Quarterly English-language Bulletin of HKCTU

 

 

'No to pay cut legislation! Collective bargaining rights now!'
35,000 civil servants rally against pay cuts


Union Action September 2002


July 7, 2002 - 35,000 workers representing more than a dozen public sector unions gather in Victoria Park before marching to the Central Government Offices

On July 7 over 35,000 public sector workers from different union federations, including HKCTU, held a protest march against the government's aggressive unilateral moves to impose pay cuts and demanded the right to collective bargaining.

Not only did the government refuse to negotiate with civil servants' unions over the proposed pay cuts, it even moved to enforce the pay cuts by law. (The Public Officers Pay Adjustment Bill was passed into law on July 11.) This measure is designed to prevent any possibility of a legal challenge by the unions over the pay cuts. However, the new legislation has longer-term implications. By legislating these pay cuts the government has effectively abolished any mechanism for consultation with civil servants' unions and established a legal basis for further cuts and changes to civil servants' pay and benefits.

On several occasions the ILO has strongly criticised the Hong Kong government (both before and after reunification with China) for its failure to ensure collective bargaining rights in the territory. The Hong Kong government has always claimed that a mechanism of voluntary 'consultation' with unions exists in the civil service, and as such collective bargaining legislation is unnecessary. However, over the last three years the government has rejected any need for consultation with civil servants' unions over increased outsourcing, casualisation, and privatisation.

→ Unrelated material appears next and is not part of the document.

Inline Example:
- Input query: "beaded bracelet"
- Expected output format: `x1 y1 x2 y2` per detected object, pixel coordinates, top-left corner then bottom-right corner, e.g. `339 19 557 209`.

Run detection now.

The move to legislate a new round of pay cuts again exposes the failure of 'consultation' which can never replace collective bargaining rights.

According to Cheng Ching Fat, chairperson of the Personal Careworkers & Home Helpers Association, the consultation mechanism is a 'pseudo-consultation' or a kind of 'pseudo-lobbying' of the government by civil servants. Yet even this has failed, since the government has simply imposed unilateral wage cuts.

Cheng points out that this is reflected in the workplace, where the management of social welfare agencies simply post announcements of wage cuts on notice boards and call on staff to accept to the cuts.


The protest rally stretches across the city, from Causeway Bay to Central


Thousands of family members joined the march



Three weeks earlier, on June 16, a protest action was organised by three HKCTU affiliates: the Social Welfare Organizations Employees Union; the Personal Careworkers & Home Helpers Association; and the Social Welfare Workers General Union. The protest was directed against unilateral moves by the head of Social Welfare Department to impose salary changes ahead of planned cuts to civil servants' wages. Even while proposed salary cuts were being hotly debated in LegCo and opposed by unions, the director of the Social Welfare Department, Lam Cheng Yuet-ngor, invited Labour Department officials into social welfare agencies to explain to management staff how to impose changes to the wage system. Angered by this arbitrary decision, the three social welfare sector unions protested on June 16, demanding the right to collective bargaining to determine their pay and working conditions.

Reflecting on the mass rally on July 7, Cheng asks why the government did not respond to their demands, even though 35,000 workers took to the streets. According to Cheng, one reason is that the large civil servants' unions themselves were too slow to act. In May and June many unions were still hoping that they could use the consultation mechanism to prevent legislated salary cuts, and attempted further negotiations. Only in late June was it agreed to take mass protest action because there was no alternative. Cheng suggests that this strategy failed to exercise pressure on the government to change its position.

Responding to calls for civil servants to be 'neutral' and not to 'politicize' their struggle against pay cuts through mass protest action, Lam Chung-ming, chairperson of the Association of Government Cartographic Staff, argued that the 'neutrality' argument is flawed. According to Lam, civil servants may be neutral when carrying out their duties in the workplace:

"But if we talk about the right to influence government policies, then we can't be neutral or non-political, because expressing this right is political. If we sit back and don't get involved in politics, then only the privileged will benefit."

Lam also noted that the recent protest actions showed that newer, smaller civil servants' unions are more active and dynamic than the big, established civil servants' unions. He points out that: "The emergence of the small civil servants' unions has meant a breakthrough in the traditional relationship between big civil servants' unions and the government, and now a new path is being charted by these smaller unions acting in unity."